Appeals Court in NY Rules Gay Marriage Law Unconstitutional

NEW YORK (Reuters) – A U.S. appeals court in New York on Thursday ruled that a U.S. law defining marriage as a union between a man and a woman unconstitutionally denies federal benefits to lawfully married same-sex couples.

The 2nd U.S. Circuit Court of Appeals is now the second federal appeals court to reject part of the Defense of Marriage Act. It upheld a lower court ruling that had found a central part of the law unconstitutional.

Appeals in several cases are currently pending before the U.S. Supreme Court, which could choose to take up the issue in its current term.

Two members of a three-judge panel ruled in favor of Edith Windsor, an 83-year-old woman who argued that the law discriminates against gay couples in violation of the U.S. Constitution.

They found that gays and lesbians are entitled to heightened protection from the courts, based on the history of discrimination the group has suffered.
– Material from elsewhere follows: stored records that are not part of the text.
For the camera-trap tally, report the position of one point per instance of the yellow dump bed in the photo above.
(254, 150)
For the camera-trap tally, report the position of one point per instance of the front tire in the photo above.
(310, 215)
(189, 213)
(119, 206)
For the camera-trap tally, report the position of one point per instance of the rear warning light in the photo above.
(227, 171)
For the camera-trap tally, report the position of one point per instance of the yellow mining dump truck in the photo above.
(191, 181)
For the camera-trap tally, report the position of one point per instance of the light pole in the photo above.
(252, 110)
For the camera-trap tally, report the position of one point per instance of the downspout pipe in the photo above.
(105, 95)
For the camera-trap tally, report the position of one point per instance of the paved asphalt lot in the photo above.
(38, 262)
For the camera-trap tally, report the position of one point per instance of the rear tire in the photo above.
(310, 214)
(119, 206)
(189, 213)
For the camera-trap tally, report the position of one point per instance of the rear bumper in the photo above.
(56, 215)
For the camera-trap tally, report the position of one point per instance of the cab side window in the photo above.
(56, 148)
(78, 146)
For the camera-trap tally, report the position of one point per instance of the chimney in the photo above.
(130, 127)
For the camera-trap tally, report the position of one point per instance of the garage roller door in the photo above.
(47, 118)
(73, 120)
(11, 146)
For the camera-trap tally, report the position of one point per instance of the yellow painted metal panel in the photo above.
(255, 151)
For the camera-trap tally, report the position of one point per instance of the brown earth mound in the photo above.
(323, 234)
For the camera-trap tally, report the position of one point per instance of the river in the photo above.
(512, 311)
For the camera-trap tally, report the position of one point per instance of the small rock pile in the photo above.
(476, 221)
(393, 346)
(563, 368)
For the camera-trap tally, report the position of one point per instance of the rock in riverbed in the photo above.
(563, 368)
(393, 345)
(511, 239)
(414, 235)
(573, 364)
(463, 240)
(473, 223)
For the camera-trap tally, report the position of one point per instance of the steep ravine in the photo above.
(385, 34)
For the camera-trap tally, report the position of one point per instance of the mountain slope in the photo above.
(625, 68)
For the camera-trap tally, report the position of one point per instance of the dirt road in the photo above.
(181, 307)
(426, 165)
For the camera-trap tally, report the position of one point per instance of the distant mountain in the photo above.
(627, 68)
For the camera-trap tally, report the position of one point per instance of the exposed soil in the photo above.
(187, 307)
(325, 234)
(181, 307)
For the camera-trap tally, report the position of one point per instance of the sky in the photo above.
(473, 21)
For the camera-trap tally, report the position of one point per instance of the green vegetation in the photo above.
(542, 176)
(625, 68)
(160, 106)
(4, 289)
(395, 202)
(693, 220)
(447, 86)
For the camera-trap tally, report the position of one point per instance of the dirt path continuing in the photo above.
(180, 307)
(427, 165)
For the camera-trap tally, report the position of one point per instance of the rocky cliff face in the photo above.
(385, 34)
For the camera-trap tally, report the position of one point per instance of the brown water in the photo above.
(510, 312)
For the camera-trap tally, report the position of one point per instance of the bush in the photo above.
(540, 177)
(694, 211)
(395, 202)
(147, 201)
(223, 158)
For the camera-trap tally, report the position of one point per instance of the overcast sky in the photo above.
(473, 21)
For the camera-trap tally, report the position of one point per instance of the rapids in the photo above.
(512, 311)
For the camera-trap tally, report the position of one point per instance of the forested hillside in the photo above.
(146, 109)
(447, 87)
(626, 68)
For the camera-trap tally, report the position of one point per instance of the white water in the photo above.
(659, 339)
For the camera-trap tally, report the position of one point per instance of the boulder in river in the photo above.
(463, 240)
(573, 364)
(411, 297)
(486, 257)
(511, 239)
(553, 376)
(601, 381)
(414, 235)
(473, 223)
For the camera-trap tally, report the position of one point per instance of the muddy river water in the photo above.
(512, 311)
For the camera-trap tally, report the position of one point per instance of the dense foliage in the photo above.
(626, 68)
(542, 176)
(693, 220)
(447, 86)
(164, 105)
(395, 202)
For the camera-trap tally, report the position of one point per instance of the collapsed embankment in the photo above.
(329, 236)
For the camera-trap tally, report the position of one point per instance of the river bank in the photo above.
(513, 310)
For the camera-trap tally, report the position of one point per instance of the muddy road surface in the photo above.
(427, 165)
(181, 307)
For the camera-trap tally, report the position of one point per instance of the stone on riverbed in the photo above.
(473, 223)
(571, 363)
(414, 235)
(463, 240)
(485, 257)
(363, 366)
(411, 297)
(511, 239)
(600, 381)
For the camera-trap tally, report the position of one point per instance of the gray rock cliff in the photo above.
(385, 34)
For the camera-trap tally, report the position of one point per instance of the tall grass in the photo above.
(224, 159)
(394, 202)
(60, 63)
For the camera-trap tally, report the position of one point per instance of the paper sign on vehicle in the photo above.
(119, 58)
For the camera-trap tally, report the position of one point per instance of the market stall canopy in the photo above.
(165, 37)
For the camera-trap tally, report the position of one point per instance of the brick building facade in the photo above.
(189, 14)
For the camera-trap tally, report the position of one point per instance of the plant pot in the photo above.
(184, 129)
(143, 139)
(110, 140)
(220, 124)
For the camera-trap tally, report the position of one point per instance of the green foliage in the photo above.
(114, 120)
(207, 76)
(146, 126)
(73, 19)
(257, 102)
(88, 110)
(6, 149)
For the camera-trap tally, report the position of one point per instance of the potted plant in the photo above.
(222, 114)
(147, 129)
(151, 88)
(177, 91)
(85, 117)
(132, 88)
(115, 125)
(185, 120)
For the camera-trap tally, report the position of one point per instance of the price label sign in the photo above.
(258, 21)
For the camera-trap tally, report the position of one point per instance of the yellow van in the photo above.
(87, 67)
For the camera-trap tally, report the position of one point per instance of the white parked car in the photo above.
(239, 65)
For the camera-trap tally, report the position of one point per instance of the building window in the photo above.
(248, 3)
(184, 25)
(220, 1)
“Homosexuals are not in a position to adequately protect themselves from the discriminatory wishes of the majoritarian public,” Judge Dennis Jacobs wrote for the majority.

Six states have legalized same-sex marriage, including New York in 2011. Because of the Defense of Marriage Act, which was passed in 1996, federal law and government programs do not recognize those marriages.

The lawsuit was filed on behalf of Windsor by the American Civil Liberties Union in federal court in New York. Windsor is a former IBM computer programmer who married Thea Clara Spyer in Toronto, Canada, in 2007. The two were engaged in 1967.

Spyer died in 2009 after a decades-long battle with multiple sclerosis, leaving all of her property to Windsor. Because the marriage was not recognized under federal law, Windsor had to pay more than $363,000 in federal estate taxes, according to her lawsuit.

Windsor’s attorneys argued that the act violates the 14th Amendment of the U.S. Constitution, which guarantees equal protection under the law.

The Obama administration said last year it considered the law unconstitutional and would no longer defend it. Instead, a group appointed by the Republican majority in the U.S. House of Representatives is defending the law in courts across the country.

The appeals court rejected the group’s arguments that the law was necessary to maintain a uniform definition of marriage, that it served the government’s interest of saving money and that it was necessary to encourage procreation.

One member of the panel, Judge Chester Straub, dissented, arguing that the federal definition of marriage should be left to the political process.

“If this understanding is to be changed, I believe it is for the American people to do so,” he wrote.

The case is Windsor v. USA et al, 2nd U.S. Circuit Court of Appeals, No. 12-2335.